Observations of mountain belts and orogenic plateaux indicate that hot crustal rocks flow at depth and ascend to very shallow crustal levels by various mechanisms. In Archean cratons, deep crustal rocks fill anorogenic gneiss domes surrounded by greenstone belts. In all cases, exhumation of the deep crust requires that space be made via lateral displacement or extension in upper crust, downward return flow of upper crust (sagduction), localized erosion, or a combination of these mechanisms. A characterization of strain, temperature and pressure evolutions of hot middle to lower crustal rocks can help the inference of geologic settings from PTt data.
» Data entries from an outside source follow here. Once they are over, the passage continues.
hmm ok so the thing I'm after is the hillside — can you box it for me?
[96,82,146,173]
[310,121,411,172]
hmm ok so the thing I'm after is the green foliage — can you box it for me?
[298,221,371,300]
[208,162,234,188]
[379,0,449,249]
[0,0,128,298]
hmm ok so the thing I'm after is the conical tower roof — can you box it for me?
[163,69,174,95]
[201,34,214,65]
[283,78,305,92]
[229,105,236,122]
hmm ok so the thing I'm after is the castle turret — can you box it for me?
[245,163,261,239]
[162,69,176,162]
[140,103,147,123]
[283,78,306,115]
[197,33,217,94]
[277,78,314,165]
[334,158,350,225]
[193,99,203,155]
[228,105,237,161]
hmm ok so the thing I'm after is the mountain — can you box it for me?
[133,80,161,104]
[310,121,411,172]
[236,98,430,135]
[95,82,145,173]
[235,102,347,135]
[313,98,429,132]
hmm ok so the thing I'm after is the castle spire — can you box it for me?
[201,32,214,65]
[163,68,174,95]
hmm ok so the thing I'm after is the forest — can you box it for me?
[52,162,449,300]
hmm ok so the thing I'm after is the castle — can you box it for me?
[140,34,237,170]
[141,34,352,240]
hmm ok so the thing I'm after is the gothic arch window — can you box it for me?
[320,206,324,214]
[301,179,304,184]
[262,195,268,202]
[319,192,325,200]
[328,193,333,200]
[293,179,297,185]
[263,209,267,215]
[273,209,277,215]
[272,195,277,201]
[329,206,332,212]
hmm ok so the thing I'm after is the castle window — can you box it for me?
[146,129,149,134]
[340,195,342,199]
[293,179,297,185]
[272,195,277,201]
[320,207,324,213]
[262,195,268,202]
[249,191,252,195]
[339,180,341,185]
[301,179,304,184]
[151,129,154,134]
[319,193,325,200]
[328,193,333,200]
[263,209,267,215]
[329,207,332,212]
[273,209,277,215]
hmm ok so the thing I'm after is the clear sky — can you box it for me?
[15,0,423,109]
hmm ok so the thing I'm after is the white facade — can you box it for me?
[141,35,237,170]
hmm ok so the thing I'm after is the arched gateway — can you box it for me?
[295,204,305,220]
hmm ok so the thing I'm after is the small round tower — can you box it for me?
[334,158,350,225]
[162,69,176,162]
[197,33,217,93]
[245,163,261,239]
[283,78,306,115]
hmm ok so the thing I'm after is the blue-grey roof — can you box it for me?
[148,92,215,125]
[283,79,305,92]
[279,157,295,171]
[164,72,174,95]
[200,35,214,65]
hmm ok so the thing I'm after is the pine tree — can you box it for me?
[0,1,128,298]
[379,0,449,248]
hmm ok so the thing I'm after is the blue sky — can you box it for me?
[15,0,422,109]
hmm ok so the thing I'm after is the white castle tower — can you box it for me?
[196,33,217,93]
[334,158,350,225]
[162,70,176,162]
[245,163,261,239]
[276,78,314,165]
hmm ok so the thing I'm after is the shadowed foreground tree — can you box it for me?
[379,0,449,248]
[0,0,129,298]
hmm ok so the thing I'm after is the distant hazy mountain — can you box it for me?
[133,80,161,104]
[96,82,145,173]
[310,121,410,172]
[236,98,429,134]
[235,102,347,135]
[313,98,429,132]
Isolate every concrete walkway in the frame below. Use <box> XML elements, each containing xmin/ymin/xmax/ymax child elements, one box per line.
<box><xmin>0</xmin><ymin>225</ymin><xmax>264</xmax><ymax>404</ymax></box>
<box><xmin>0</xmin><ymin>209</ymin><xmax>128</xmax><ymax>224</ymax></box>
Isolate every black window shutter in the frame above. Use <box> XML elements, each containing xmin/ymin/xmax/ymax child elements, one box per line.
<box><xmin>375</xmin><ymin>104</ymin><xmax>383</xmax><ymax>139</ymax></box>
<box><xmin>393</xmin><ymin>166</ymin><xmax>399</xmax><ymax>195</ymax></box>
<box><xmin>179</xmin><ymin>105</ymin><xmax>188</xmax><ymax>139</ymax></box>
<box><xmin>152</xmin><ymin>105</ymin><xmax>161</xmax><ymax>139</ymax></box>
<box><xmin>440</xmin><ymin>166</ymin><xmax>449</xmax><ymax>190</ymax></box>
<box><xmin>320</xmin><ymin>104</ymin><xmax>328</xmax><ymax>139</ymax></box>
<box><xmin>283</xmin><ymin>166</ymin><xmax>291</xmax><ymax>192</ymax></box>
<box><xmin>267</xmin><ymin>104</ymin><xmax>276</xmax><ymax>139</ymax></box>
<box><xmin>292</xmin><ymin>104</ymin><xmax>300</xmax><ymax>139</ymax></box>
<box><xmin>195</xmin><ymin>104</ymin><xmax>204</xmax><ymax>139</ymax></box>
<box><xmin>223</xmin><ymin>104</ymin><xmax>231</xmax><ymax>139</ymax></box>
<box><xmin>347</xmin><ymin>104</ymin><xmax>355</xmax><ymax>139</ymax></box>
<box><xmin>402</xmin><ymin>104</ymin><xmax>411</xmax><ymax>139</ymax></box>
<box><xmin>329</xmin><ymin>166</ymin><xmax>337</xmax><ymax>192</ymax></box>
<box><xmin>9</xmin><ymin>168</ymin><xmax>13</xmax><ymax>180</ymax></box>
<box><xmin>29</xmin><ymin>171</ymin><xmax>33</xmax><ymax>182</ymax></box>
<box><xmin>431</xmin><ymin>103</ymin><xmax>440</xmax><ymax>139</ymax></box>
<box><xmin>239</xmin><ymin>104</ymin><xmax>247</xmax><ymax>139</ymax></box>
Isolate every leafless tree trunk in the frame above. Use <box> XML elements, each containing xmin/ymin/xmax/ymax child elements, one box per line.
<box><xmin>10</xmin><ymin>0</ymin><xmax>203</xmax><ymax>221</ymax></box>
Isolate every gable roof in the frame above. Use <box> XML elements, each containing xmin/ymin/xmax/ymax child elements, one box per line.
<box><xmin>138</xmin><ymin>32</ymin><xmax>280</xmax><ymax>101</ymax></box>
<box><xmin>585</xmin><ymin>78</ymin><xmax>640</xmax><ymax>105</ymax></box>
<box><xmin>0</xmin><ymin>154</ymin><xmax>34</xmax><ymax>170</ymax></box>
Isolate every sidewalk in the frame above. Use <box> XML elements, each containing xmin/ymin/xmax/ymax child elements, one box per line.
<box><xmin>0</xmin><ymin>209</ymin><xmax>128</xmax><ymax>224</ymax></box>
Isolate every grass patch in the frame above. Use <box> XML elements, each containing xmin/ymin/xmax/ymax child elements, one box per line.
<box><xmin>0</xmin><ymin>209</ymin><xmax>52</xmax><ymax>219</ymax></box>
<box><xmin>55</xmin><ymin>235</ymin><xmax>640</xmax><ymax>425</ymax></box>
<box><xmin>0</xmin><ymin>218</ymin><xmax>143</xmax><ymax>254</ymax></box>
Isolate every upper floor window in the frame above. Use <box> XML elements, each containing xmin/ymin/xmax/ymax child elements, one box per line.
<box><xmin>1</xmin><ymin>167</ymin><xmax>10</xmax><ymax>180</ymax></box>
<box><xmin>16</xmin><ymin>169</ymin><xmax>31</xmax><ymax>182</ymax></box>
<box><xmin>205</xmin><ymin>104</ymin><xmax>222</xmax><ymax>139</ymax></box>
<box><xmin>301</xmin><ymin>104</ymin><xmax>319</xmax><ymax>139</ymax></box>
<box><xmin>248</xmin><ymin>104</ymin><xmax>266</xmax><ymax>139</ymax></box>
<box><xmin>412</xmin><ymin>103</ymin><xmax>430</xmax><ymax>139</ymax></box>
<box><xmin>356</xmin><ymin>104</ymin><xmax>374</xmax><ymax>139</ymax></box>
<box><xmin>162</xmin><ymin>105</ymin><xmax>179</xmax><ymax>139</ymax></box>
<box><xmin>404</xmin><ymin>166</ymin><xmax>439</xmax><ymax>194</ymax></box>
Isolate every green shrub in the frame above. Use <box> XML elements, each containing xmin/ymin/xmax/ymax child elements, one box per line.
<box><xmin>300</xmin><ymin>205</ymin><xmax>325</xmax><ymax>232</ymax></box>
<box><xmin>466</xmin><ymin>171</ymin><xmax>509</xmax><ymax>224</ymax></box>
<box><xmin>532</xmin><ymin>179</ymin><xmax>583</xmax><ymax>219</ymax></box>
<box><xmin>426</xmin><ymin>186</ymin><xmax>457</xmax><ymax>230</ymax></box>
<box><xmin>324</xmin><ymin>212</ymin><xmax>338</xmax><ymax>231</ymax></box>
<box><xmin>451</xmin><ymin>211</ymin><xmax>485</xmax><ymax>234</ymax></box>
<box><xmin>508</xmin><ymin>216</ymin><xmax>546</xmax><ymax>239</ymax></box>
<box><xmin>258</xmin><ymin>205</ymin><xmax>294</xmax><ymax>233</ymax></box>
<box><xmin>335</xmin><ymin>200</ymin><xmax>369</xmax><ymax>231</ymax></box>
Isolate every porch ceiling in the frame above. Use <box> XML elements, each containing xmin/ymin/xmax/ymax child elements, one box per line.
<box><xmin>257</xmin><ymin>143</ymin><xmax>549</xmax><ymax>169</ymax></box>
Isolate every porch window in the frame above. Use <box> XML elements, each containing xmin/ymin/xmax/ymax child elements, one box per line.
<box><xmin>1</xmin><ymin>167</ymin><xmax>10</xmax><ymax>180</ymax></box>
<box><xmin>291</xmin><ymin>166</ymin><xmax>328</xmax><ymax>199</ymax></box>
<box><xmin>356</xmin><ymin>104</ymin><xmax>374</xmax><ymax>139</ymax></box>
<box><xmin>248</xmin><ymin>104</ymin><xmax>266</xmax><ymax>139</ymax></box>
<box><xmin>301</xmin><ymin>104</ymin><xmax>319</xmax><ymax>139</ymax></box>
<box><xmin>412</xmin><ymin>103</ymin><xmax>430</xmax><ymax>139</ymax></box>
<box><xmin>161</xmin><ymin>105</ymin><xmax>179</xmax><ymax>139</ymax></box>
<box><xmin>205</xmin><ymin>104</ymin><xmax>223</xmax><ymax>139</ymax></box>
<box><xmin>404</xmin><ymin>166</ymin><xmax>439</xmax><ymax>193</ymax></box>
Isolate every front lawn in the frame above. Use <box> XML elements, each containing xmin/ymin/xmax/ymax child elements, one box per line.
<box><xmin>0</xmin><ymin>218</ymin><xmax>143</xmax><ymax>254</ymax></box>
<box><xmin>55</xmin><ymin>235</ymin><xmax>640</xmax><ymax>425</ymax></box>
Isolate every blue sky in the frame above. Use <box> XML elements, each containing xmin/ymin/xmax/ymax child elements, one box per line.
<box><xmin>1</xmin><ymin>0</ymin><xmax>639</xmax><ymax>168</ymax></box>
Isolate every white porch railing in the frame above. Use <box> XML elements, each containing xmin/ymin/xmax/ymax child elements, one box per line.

As deep rocks approach their solidus, their viscosity decreases and they become sensitive to lateral pressure gradients. Normal to oblique extension of the upper crust leads to lateral pressure gradients that drive horizontal and upward flow of low-viscosity crust into the extending upper crust. Although deep crustal flow is dynamically linked to upper crust extension, the upper crust and deeper crust may display apparently opposite tectonic regimes and contrasting PT-strain evolutions, as semi-rigid divergent motion in the upper crust may trigger convergent flow in the deep crust. This process explains common features of orogens where lower crust contractional structures (upright folds, steeply dipping foliation and high-strain zones) are coeval with upper crust extension and basin development in and around gneiss domes. This result poses an interesting challenge; since tectonic regimes can be strongly partitioned vertically and laterally: can we infer motion of tectonic boundaries from the observations of finite strain in the ductile crust? High-resolution geochronologic-thermochronologic work, added to a good understanding of the metamorphic path of deep rocks in relation to melting and crystallization, can help demonstrate the coupling between deep crustal flow and upper crustal deformation.